I'd be on 100 too if I wasn't so fscking lazy!


----------



## PeterJ (Sep 27, 2007)

marc said:


> ............he's not big is he???


Nope.....SHE's about 8 stone....think you can manage that....??? hahahaha


----------



## PeterJ (Sep 27, 2007)

Imy said:


> Congrats!
> 
> I'd be on 100 too if I wasn't so fscking lazy!

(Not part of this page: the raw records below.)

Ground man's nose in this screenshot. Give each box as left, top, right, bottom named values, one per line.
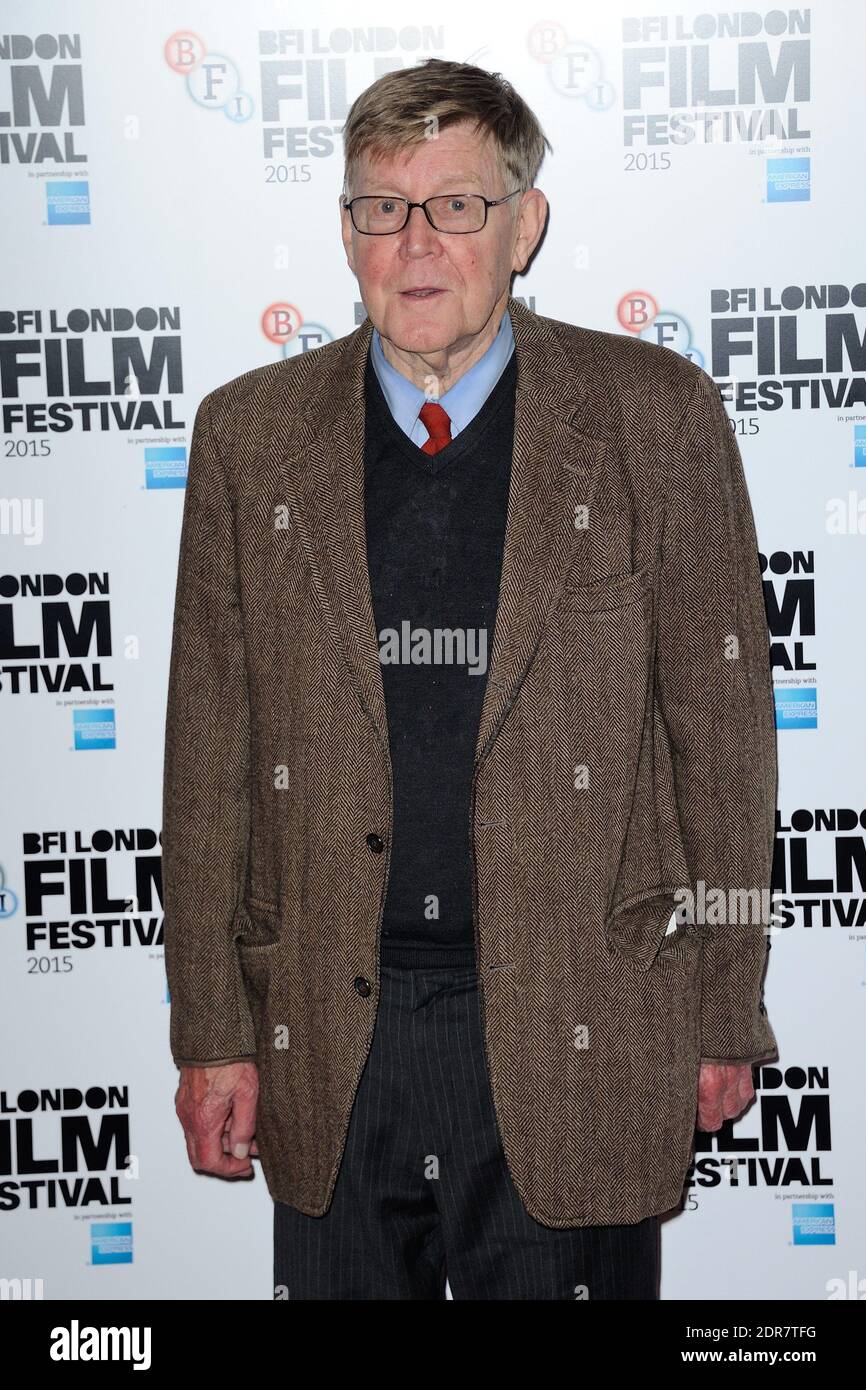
left=401, top=204, right=440, bottom=250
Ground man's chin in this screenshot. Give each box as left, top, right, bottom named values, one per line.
left=379, top=297, right=457, bottom=352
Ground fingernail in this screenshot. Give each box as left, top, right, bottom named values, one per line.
left=232, top=1142, right=249, bottom=1158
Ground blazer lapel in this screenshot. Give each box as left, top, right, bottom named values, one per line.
left=277, top=315, right=388, bottom=750
left=474, top=299, right=610, bottom=766
left=275, top=295, right=611, bottom=770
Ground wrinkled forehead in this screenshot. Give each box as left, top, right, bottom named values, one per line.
left=350, top=126, right=503, bottom=194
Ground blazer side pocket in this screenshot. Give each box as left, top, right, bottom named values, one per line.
left=233, top=896, right=281, bottom=950
left=562, top=565, right=654, bottom=614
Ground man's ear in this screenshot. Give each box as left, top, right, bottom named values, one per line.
left=512, top=188, right=548, bottom=275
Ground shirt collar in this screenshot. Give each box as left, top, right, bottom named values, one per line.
left=369, top=309, right=514, bottom=439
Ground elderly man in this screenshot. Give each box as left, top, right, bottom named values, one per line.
left=163, top=57, right=778, bottom=1300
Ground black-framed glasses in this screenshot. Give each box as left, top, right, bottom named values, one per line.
left=340, top=189, right=522, bottom=235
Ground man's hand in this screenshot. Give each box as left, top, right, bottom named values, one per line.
left=175, top=1061, right=259, bottom=1178
left=696, top=1061, right=755, bottom=1131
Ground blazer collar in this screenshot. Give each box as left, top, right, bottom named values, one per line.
left=278, top=294, right=612, bottom=770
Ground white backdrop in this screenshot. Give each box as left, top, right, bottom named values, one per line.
left=1, top=0, right=864, bottom=1301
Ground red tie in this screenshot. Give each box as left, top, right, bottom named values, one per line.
left=418, top=401, right=452, bottom=455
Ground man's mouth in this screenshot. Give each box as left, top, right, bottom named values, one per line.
left=400, top=288, right=445, bottom=299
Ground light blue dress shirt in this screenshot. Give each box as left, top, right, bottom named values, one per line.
left=369, top=308, right=515, bottom=448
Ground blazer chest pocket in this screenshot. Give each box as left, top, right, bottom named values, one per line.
left=561, top=564, right=654, bottom=615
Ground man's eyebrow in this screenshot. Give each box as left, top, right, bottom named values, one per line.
left=426, top=172, right=485, bottom=187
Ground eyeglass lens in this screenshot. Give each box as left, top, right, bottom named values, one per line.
left=351, top=194, right=486, bottom=233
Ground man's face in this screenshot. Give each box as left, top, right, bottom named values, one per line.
left=340, top=122, right=538, bottom=359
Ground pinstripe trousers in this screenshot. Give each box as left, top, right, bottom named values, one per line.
left=273, top=960, right=661, bottom=1300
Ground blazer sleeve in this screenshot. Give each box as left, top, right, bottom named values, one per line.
left=655, top=367, right=779, bottom=1066
left=161, top=388, right=257, bottom=1068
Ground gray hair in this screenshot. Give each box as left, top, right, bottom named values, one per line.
left=341, top=57, right=553, bottom=199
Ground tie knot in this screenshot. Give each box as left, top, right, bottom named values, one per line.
left=418, top=400, right=452, bottom=455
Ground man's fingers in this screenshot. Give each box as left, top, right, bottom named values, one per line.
left=175, top=1062, right=259, bottom=1179
left=736, top=1068, right=756, bottom=1107
left=182, top=1106, right=252, bottom=1177
left=696, top=1062, right=755, bottom=1131
left=193, top=1123, right=254, bottom=1178
left=696, top=1062, right=724, bottom=1129
left=226, top=1080, right=259, bottom=1160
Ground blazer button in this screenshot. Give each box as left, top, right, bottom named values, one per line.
left=366, top=833, right=384, bottom=854
left=354, top=976, right=372, bottom=998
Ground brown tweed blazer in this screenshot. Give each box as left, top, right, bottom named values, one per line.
left=162, top=295, right=779, bottom=1227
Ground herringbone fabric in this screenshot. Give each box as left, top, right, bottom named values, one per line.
left=162, top=295, right=779, bottom=1226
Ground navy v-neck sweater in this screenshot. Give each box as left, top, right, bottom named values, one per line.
left=363, top=346, right=518, bottom=967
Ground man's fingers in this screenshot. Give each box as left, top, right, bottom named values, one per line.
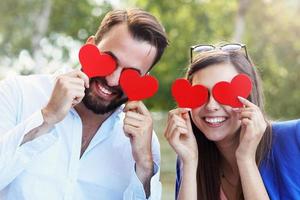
left=124, top=101, right=150, bottom=116
left=124, top=116, right=143, bottom=128
left=69, top=70, right=90, bottom=88
left=67, top=77, right=86, bottom=87
left=125, top=111, right=144, bottom=121
left=123, top=124, right=139, bottom=138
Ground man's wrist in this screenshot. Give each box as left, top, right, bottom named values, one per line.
left=136, top=156, right=154, bottom=174
left=135, top=157, right=154, bottom=198
left=41, top=107, right=56, bottom=126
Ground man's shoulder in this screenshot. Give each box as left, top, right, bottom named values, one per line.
left=2, top=66, right=77, bottom=89
left=1, top=73, right=53, bottom=92
left=15, top=74, right=54, bottom=92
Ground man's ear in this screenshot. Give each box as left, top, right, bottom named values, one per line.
left=86, top=36, right=96, bottom=44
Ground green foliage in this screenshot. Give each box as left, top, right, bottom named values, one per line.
left=132, top=0, right=300, bottom=119
left=0, top=0, right=112, bottom=56
left=134, top=0, right=238, bottom=110
left=244, top=0, right=300, bottom=119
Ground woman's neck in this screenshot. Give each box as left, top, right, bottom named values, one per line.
left=216, top=134, right=240, bottom=175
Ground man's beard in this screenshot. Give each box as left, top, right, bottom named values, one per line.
left=82, top=78, right=128, bottom=114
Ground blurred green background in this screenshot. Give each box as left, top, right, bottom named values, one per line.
left=0, top=0, right=299, bottom=199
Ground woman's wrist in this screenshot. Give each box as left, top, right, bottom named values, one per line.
left=235, top=148, right=256, bottom=163
left=182, top=158, right=198, bottom=173
left=236, top=154, right=256, bottom=168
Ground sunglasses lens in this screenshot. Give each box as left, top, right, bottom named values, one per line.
left=193, top=45, right=215, bottom=53
left=221, top=44, right=242, bottom=51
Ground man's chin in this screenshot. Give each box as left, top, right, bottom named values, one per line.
left=82, top=96, right=128, bottom=115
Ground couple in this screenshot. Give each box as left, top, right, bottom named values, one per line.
left=0, top=8, right=299, bottom=200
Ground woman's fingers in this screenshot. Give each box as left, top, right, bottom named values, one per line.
left=237, top=96, right=256, bottom=108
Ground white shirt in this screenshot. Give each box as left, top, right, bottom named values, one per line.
left=0, top=73, right=161, bottom=200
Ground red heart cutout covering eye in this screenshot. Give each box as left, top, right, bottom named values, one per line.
left=79, top=44, right=117, bottom=78
left=171, top=79, right=209, bottom=108
left=212, top=74, right=252, bottom=108
left=120, top=69, right=159, bottom=101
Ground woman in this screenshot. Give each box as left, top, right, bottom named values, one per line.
left=164, top=44, right=300, bottom=200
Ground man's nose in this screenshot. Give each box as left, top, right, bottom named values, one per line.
left=105, top=67, right=122, bottom=87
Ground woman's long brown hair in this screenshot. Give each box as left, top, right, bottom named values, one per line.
left=186, top=51, right=272, bottom=200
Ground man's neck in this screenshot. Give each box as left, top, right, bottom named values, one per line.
left=74, top=102, right=114, bottom=126
left=75, top=102, right=117, bottom=157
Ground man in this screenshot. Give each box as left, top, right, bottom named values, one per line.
left=0, top=8, right=168, bottom=199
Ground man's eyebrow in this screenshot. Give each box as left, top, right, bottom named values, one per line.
left=104, top=51, right=119, bottom=63
left=104, top=51, right=142, bottom=75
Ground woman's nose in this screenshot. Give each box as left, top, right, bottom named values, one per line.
left=205, top=94, right=221, bottom=112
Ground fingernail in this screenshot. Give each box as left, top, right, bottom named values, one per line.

Cheers....only out of sheer work bordem trust me....think its cos theres a good few local lads on here as well....


----------



## Imy (Jul 20, 2007)

Yeah, well, I'm public enemy number one here cuz of where I'm from.

And I'm proud of it.


----------



## PeterJ (Sep 27, 2007)

Your not a man u fan as well are you?

haha


----------



## Imy (Jul 20, 2007)

Got it in one.


----------



## PeterJ (Sep 27, 2007)

and I was starting to like you as well !!! :icon6:


----------



## NLG (Sep 6, 2007)

The more Man Utd fans here the better!


----------



## PeterJ (Sep 27, 2007)

Marc anychance of banning these Man U fans?

hahaha


----------



## marc (Jul 16, 2007)

nah, but i think we should try to sway them, ive already changed a few of imys posts to include the lyrics of you'll never walk alone, i might change NLG's avatar to the shankly gates or something what dya think Nate!!


----------



## PeterJ (Sep 27, 2007)

haha good idea....


----------



## NLG (Sep 6, 2007)

You leave my lizard alone!


----------



## Kunoichi (Sep 30, 2007)

PeterJ said:


> Nope.....SHE's about 8 stone....think you can manage that....??? hahahaha


Been away for a few days so allow me to reply to this only now...

*clears throat*

HAHAHAHAHAHAHAHAH!

*falls back on the chair laughing hysterically*

Quoting this cartoon, the things we find funny when we have only 4 hours sleep, eh! Blessed weekends  :clap:


----------



## MMABulk (Oct 17, 2007)

pompey fan here so as long nobody is from southampton we'll be ok lol


----------



## JayC (Jul 16, 2007)

Pompey are the only team that always draw 0-0 with us. Always. But I respect them.


----------



## Imy (Jul 20, 2007)

For once, I have nothing reasonable to post in this thread.


----------



## Kunoichi (Sep 30, 2007)

ROTFL thanks for your contribution anyway.

-the pot to the kettle-


----------



## JayC (Jul 16, 2007)

You just made it half-way to your century, Kunoichi!


----------



## Kunoichi (Sep 30, 2007)

ha ha thanks for pointing that out, I never look at the posts number 

Do I get like a prize like now like? :clap:


----------